Semi-persistent state

Currently, most state as it pertains to a checkout or build is in the object directory. This is fine for artifacts from the build system. However, there is a whole class of state that arguably shouldn't be in the object directory. Specifically, it shouldn't be clobbered when you rebuild. This includes logs from previous builds, the warnings database, previously failing tests, etc. The list is only going to grow over time.

I'd like to establish a location for semi-persistant state related to the tree and builds. Perhaps we change the clobber logic to ignore a specific directory. Perhaps we start storing things in the user's home directory. Perhaps we could establish a second object directory named the state directory? How would this interact with build environments?
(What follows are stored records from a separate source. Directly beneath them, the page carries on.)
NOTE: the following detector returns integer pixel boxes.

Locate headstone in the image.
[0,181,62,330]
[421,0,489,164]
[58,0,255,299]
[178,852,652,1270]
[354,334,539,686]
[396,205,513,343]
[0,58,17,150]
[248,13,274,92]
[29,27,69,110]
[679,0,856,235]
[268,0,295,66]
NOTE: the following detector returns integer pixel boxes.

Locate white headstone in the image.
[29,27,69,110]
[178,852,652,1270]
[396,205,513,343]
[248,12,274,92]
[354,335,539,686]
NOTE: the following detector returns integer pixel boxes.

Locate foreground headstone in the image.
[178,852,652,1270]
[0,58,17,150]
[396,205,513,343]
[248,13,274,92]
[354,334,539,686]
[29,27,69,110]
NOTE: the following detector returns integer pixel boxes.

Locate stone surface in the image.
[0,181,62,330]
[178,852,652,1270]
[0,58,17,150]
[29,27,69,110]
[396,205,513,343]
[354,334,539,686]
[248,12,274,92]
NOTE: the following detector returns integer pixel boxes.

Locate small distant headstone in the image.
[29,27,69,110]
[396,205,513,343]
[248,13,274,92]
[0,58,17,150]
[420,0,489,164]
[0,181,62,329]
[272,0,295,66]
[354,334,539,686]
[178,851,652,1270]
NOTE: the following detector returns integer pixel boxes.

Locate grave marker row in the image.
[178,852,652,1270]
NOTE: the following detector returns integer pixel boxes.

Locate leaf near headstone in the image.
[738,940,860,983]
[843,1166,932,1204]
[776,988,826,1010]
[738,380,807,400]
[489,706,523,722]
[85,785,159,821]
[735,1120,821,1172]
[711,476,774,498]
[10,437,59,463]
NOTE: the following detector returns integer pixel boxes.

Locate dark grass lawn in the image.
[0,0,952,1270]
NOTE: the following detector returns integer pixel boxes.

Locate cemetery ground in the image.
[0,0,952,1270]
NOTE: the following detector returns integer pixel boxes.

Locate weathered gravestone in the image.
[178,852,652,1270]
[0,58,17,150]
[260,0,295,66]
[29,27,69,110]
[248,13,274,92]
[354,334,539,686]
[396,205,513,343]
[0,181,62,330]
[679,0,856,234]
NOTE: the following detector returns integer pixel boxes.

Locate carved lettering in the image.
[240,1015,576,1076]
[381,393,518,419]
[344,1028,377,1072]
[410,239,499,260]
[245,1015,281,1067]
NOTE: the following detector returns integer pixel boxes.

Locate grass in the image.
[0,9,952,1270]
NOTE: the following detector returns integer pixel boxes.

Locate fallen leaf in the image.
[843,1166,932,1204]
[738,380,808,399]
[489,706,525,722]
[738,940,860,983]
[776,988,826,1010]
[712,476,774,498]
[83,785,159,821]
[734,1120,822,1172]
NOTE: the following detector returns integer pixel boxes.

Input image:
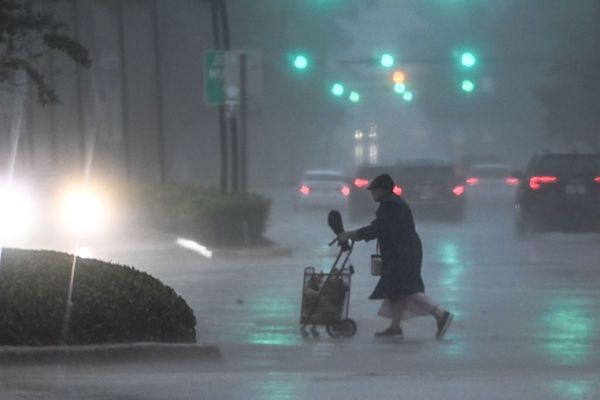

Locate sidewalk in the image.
[0,343,223,365]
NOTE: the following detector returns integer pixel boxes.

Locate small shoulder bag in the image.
[371,240,382,276]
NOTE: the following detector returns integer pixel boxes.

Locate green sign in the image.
[204,50,225,106]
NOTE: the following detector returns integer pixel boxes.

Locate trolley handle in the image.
[329,238,354,251]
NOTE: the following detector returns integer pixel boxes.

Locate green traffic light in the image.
[394,83,406,94]
[294,54,308,69]
[331,83,344,96]
[460,51,477,68]
[379,54,394,68]
[461,79,475,93]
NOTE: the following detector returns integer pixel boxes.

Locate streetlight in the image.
[331,82,345,97]
[460,51,477,68]
[293,54,308,70]
[379,53,394,68]
[461,79,475,93]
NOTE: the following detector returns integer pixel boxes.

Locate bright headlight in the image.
[0,184,37,240]
[61,188,108,233]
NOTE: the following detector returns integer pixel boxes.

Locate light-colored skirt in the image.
[377,293,437,321]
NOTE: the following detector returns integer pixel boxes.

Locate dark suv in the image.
[516,153,600,236]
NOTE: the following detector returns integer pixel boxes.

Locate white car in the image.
[466,163,519,201]
[294,170,351,209]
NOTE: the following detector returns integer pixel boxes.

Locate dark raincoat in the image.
[357,194,425,300]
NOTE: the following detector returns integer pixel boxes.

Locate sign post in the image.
[204,50,225,106]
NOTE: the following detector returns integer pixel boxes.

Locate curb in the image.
[213,245,292,258]
[0,343,223,365]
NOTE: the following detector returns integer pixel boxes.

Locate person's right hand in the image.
[338,231,358,242]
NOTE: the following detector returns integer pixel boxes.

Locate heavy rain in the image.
[0,0,600,400]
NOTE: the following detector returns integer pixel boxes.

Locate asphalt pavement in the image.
[0,188,600,399]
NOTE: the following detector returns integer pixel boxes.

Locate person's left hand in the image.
[338,231,357,242]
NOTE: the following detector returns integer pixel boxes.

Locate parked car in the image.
[516,153,600,235]
[466,163,519,205]
[394,159,465,220]
[349,164,397,220]
[294,170,351,209]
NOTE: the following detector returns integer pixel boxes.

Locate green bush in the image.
[128,185,270,245]
[0,249,196,346]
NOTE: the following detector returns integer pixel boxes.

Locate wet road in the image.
[0,188,600,399]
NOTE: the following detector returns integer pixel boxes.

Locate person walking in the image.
[337,174,454,339]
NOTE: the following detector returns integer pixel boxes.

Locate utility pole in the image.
[152,0,167,184]
[201,0,229,193]
[117,1,132,181]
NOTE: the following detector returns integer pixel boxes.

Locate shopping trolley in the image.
[300,211,356,338]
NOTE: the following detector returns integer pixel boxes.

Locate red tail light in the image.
[354,178,369,189]
[529,176,558,190]
[466,176,479,186]
[300,185,310,196]
[452,185,465,196]
[504,176,519,186]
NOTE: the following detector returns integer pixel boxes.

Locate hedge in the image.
[126,185,271,245]
[0,248,196,346]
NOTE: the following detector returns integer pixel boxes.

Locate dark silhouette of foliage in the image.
[0,0,91,104]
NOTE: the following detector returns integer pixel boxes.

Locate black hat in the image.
[368,174,394,192]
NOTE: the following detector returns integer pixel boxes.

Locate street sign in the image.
[203,50,263,106]
[204,50,225,106]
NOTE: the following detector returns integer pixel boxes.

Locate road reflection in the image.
[436,238,467,356]
[248,373,298,400]
[542,297,594,366]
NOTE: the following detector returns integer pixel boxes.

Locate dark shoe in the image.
[435,311,454,340]
[375,328,403,337]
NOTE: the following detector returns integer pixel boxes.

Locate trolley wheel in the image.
[310,325,321,338]
[340,318,356,337]
[300,327,308,339]
[325,319,342,337]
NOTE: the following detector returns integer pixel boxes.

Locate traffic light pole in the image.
[240,53,248,193]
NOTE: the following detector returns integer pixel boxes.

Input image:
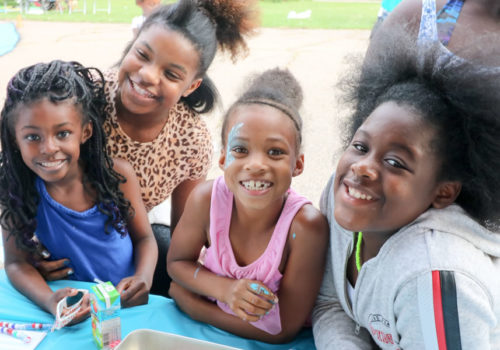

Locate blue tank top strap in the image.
[418,0,438,44]
[436,0,465,46]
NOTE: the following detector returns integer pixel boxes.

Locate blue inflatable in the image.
[0,22,19,56]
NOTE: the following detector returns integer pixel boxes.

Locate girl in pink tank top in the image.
[167,69,328,343]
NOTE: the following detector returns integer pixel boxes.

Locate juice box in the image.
[90,282,122,349]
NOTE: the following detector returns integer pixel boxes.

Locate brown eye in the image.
[267,148,285,157]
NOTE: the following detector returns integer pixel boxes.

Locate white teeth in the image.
[130,80,156,98]
[242,180,271,191]
[349,187,373,201]
[41,160,64,168]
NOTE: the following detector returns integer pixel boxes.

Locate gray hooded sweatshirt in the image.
[313,176,500,350]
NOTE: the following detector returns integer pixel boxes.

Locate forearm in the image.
[134,235,157,287]
[170,283,291,343]
[5,262,56,315]
[167,260,233,302]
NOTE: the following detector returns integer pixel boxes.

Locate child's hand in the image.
[34,259,73,281]
[49,288,90,326]
[222,279,278,322]
[116,275,151,307]
[32,236,73,281]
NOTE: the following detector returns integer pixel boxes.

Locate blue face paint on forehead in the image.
[224,123,243,168]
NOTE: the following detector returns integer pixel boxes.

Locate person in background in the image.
[131,0,161,36]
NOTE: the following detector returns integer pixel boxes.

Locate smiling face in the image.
[14,99,92,184]
[219,104,304,209]
[118,25,201,115]
[334,102,454,234]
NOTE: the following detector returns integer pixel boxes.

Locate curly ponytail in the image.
[122,0,258,113]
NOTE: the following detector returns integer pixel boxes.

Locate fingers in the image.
[248,281,278,305]
[117,279,149,307]
[35,259,73,281]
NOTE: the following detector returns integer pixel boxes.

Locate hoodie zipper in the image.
[344,237,361,335]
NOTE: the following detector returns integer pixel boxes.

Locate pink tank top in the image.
[204,176,311,334]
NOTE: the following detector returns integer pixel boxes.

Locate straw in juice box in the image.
[90,282,121,349]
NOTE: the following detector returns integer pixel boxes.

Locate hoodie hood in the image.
[408,204,500,257]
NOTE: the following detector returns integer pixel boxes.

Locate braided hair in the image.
[0,60,133,251]
[120,0,258,113]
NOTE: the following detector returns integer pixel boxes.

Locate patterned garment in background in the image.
[103,71,212,211]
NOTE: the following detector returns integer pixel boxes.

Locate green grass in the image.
[260,0,380,29]
[0,0,380,29]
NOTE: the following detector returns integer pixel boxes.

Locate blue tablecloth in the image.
[0,270,315,350]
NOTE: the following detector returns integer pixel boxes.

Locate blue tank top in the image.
[36,178,135,285]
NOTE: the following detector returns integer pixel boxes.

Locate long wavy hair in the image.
[0,60,133,250]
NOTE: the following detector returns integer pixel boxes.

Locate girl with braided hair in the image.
[0,61,157,317]
[167,69,328,343]
[36,0,257,295]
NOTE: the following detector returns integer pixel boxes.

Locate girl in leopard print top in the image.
[104,0,256,295]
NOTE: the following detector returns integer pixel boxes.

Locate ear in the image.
[432,181,462,209]
[182,78,203,97]
[80,122,92,145]
[292,153,304,176]
[219,148,226,171]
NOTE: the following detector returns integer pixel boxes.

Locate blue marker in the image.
[224,123,243,168]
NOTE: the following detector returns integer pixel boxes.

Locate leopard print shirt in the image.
[103,71,212,211]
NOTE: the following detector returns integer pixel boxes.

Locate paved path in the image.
[0,21,369,204]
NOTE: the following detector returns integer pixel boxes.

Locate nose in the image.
[41,137,59,154]
[351,156,379,180]
[140,64,161,85]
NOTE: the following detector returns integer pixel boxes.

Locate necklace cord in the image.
[356,231,363,272]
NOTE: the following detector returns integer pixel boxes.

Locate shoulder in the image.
[291,204,328,240]
[113,158,135,178]
[189,180,214,203]
[373,0,424,41]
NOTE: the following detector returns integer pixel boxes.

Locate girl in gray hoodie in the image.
[313,31,500,350]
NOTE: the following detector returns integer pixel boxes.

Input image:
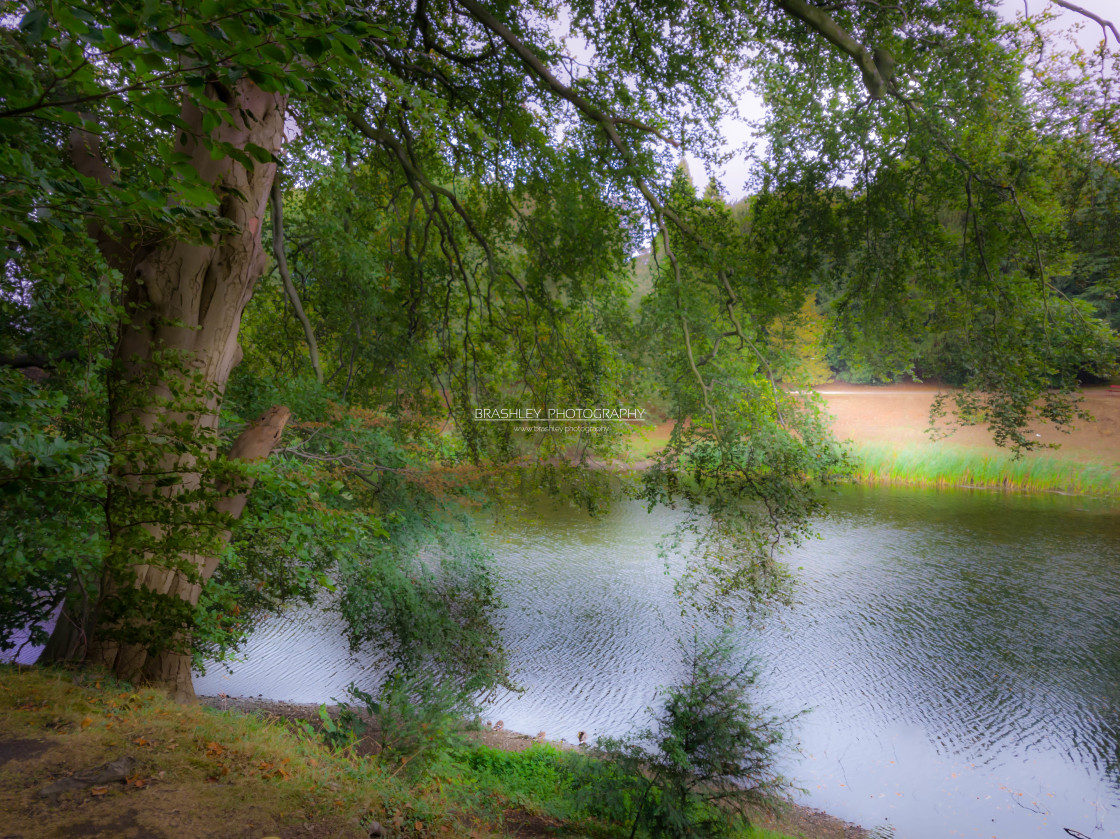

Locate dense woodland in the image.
[0,0,1120,712]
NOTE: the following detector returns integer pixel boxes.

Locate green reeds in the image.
[850,444,1120,496]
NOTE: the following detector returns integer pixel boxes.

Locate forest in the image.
[0,0,1120,833]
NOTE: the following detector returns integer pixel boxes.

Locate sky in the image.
[685,0,1120,202]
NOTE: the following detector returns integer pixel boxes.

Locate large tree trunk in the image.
[78,80,287,699]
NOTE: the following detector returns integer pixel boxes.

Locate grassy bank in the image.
[0,666,815,839]
[851,444,1120,497]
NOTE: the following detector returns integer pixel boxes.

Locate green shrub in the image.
[578,632,787,839]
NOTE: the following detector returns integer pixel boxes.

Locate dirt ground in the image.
[815,382,1120,466]
[633,382,1120,470]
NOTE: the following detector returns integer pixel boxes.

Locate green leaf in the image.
[19,9,49,44]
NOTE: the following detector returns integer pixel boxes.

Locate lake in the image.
[195,487,1120,839]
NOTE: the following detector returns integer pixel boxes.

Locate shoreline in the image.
[197,694,871,839]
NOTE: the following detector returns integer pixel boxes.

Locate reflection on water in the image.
[197,488,1120,839]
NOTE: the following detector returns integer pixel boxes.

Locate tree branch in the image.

This will probably sit on the backburner until there is a compelling use case for it.

The battle against C++

Compiling C++ consumes the bulk of our build time. Anything we can do to speed up C++ compilation will work wonders for our build times.

I'm optimistic things like precompiled headers and compiling multiple .cpp files with a single process invocation will drastically decrease build times. However, no matter how much work we put in to make C++ compilation faster, we still have a giant issue: dependency hell.

As shown in my build system presentation a few months back, we have dozens of header files included by hundreds if not thousands of C++ files. If you change one file: you invalidate build dependencies and trigger a rebuild. This is why whenever files like mozilla-config.h change you are essentially confronted with a full rebuild. ccache may help if you are lucky. But, I fear that as long as headers proliferate the way they do, there is little the build system by itself can do.

My attitude towards this is to wait and see what we can get out of precompiled headers and the like. Maybe that makes it good enough. If not, I'll likely be making a lot of noise at Platform meetings requesting that C++ gurus brainstorm on a solution for reducing header proliferation.

Conclusion

Belive it or not, these are only some of the topics floating around in my head! But I've probably managed to bore everyone enough so I'll call it a day.

I'm always interested in opinions and ideas, especially if they are different from mine. I encourage you to leave a comment if you have something to say.

Omnipresent mach

March 03, 2013 at 12:30 PM | categories: Mozilla, Firefox, mach

Matt Brubeck recently landed an awesome patch for mach in bug 840588: it allows mach to be used by any directory. I'm calling it omnipresent mach.

Essentially, Matt changed the mach driver (the script in the root directory of mozilla-central) so instead of having it look in hard-coded relative paths for all its code, it walks up the directory tree and looks for signs of the source tree or the object directory.

What this all means is that if you have the mach script installed in your $PATH and you just type mach in your shell from within any source directory or object directory, mach should just work. So, no more typing ./mach: just copy mach to ~/bin, /usr/local/bin or some other directory on your $PATH and you should just be able to type mach.

Unfortunately, there are bound to be bugs here. Since mach traditionally was only executed with the current working directory as the top source directory, some commands are not prepared to handle a variable current working directory. Some commands will likely get confused when it comes resolving relative paths, etc. If you find an issue, please report it! A temporary workaround is to just invoke mach from the top source directory like you've always been doing.

If you enjoy the feature, thank Matt: this was completely his idea and he saw it through from conception to implementation.